The Scholar: St. Mary's Law Review on Race and Social Justice


Jonathan Bailyn


Without guidance from the Supreme Court, federal circuits have been left to develop a patchwork of theories of corporate standing for racial discrimination. This patchwork of theories has ultimately resulted in an unstable doctrine, as each court applies a different theory of corporate and racial identity and, from a different premise, reach a different conclusion. To stabilize the doctrine of corporate racialization and resolving conflicting circuit outcomes, the Supreme Court should step in and determine when a corporation has standing to sue for racial discrimination. To properly respond to both the epistemological conundrum of race and the ontological conundrum of corporate identity, the Court should look to the District of Columbia Circuit court’s opinion in Gersman v. Group Health Association, Inc. and the First Circuit court’s opinion in Vergnes v. Seekonk Water District. Intertwining these cases’ analytical frameworks would create a doctrine which holds that corporations have standing to litigate civil rights claims when a person, with racially discriminatory intent, interferes with its right to contract.
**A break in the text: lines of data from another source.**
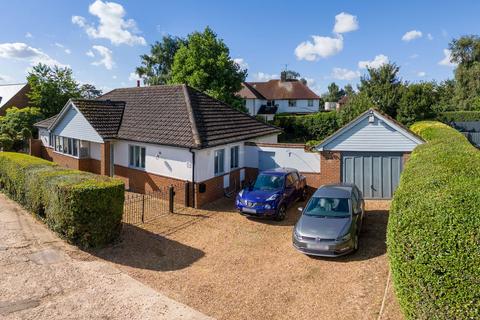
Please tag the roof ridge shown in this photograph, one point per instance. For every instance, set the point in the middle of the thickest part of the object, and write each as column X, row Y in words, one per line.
column 191, row 116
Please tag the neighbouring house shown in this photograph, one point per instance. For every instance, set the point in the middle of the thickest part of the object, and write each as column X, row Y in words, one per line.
column 156, row 136
column 13, row 95
column 370, row 151
column 265, row 99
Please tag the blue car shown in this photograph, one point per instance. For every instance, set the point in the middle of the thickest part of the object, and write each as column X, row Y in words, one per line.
column 272, row 193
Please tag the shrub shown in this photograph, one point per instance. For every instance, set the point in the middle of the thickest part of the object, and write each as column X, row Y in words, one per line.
column 84, row 208
column 433, row 231
column 459, row 116
column 302, row 128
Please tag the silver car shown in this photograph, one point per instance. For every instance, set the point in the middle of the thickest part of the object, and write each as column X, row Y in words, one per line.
column 331, row 221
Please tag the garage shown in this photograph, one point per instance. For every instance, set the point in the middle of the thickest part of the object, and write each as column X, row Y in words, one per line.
column 376, row 174
column 370, row 152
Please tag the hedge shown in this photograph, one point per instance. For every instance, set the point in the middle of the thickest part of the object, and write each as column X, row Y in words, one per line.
column 433, row 234
column 458, row 116
column 302, row 128
column 84, row 208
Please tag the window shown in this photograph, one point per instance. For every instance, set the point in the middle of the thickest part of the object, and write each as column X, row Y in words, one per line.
column 136, row 156
column 219, row 158
column 234, row 157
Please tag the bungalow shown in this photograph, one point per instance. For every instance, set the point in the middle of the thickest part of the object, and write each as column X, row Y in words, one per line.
column 265, row 99
column 156, row 136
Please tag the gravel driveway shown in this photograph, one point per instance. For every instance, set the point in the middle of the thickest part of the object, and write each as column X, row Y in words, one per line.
column 231, row 267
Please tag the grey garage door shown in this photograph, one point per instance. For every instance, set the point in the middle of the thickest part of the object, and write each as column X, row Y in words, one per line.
column 376, row 174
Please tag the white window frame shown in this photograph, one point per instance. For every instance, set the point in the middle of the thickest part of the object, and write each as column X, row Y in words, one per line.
column 219, row 169
column 235, row 157
column 137, row 156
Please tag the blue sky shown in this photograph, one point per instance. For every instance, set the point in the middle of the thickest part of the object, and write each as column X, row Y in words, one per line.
column 102, row 41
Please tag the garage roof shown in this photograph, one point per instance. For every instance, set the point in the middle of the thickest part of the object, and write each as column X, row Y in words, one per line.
column 371, row 131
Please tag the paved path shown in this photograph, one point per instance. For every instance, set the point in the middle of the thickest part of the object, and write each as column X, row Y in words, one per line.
column 41, row 277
By focusing on the defendant’s perception, court’s no longer hold the burden of determining an entity’s race for purposes of standing, which in turn facilitates cleaner holdings. While admittedly this may frustrate corporate boundaries by permitting a corporation to assert a claim when it is harmed by discrimination against someone who may or may not classically constitute the corporation, courts are equipped to compare and contrast the quality of the relationships between the corporate plaintiff and the minority with whom it seeks a relationship.